Canadian Convenience Stores Association

Canadian Convenience Stores Association

November 23, 2014 19:01 ET

Retailers Frustrated by Misleading Menthol Stats

Contraband tobacco the largest contributor to youth smoking

TORONTO, ONTARIO--(Marketwired - Nov. 23, 2014) - Canada's convenience store retailers believe that statistics are being used improperly while provincial governments consider a menthol ban and are diverting attention from the real culprit behind youth smoking: inexpensive and easily obtained contraband tobacco.

As many provinces debate whether or not to include menthol as part of a ban on flavoured tobacco, retailers are increasingly concerned about the presence of contraband menthol products on the illegal tobacco market.

"There is no debate that we should be working towards zero tobacco consumption among youth," said Alex Scholten, President of the Canadian Convenience Stores Association (CCSA). "But the reality is some of these stats are being used to fix a problem where there's little to fix. It is taking attention away from how to deal with overall youth tobacco consumption and solutions to solving this problem in particular."
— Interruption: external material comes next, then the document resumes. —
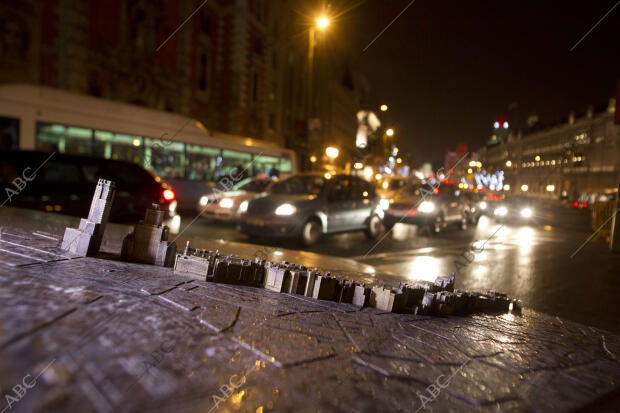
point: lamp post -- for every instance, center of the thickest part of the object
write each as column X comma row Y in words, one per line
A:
column 321, row 24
According to the 2012/2013 Youth Smoking Survey (YSS) released by Health Canada, prevalence of youth having ever tried smoking a cigarette was at an all-time low. It showed that among Canadian students in grades 6-12 during the past year, 41 per cent had used alcohol, 19 per cent had smoked marijuana, 4 per cent used non-prescribed pharmaceutical drugs and 4 per cent used cigarettes.

Despite a continuous decline in youth smoking rates, misleading statistics are being promoted to cloud the debate on youth smoking in Canada, specifically with respect to menthol tobacco products.

In particular, a 2013 study conducted by the Propel Centre for Population Health Impact (Propel) is frequently cited for its reportedly high use of menthol tobacco products by young people. Unlike the Health Canada study, Propel measured reported use of tobacco products in the past 30 days, as opposed to regular use. It did not sample the entire population, but only those who self-reported.

Retailers are asking decision-makers at all levels of government to consider all of the facts when making decisions on a menthol ban, which represents a small but significant portion of adult tobacco sales in convenience stores. Retailers are also asking decision makers to be mindful of the high volume and variety of menthol contraband products already available to young people through the illegal market.

"If anything, a menthol ban would further encourage adult smokers to go to the untaxed and unregulated illegal market. As there are no age checks at smoke shacks, we also have to assume these products will wind up in the hands of kids," said Scholten.

Canada's convenience stores are hopeful that their law-abiding businesses and adult consumers will not face negative consequences as a result of well-intentioned, but misdirected efforts to eradicate youth smoking.

"Our retailers are the gatekeepers between legal tobacco products and kids. We're a critical partner to health groups and governments in meeting the shared objective of reducing youth consumption. It is time for decision-makers to sort through all of the facts, and realize the role of retailers as part of the solution to youth smoking, rather than part of the problem."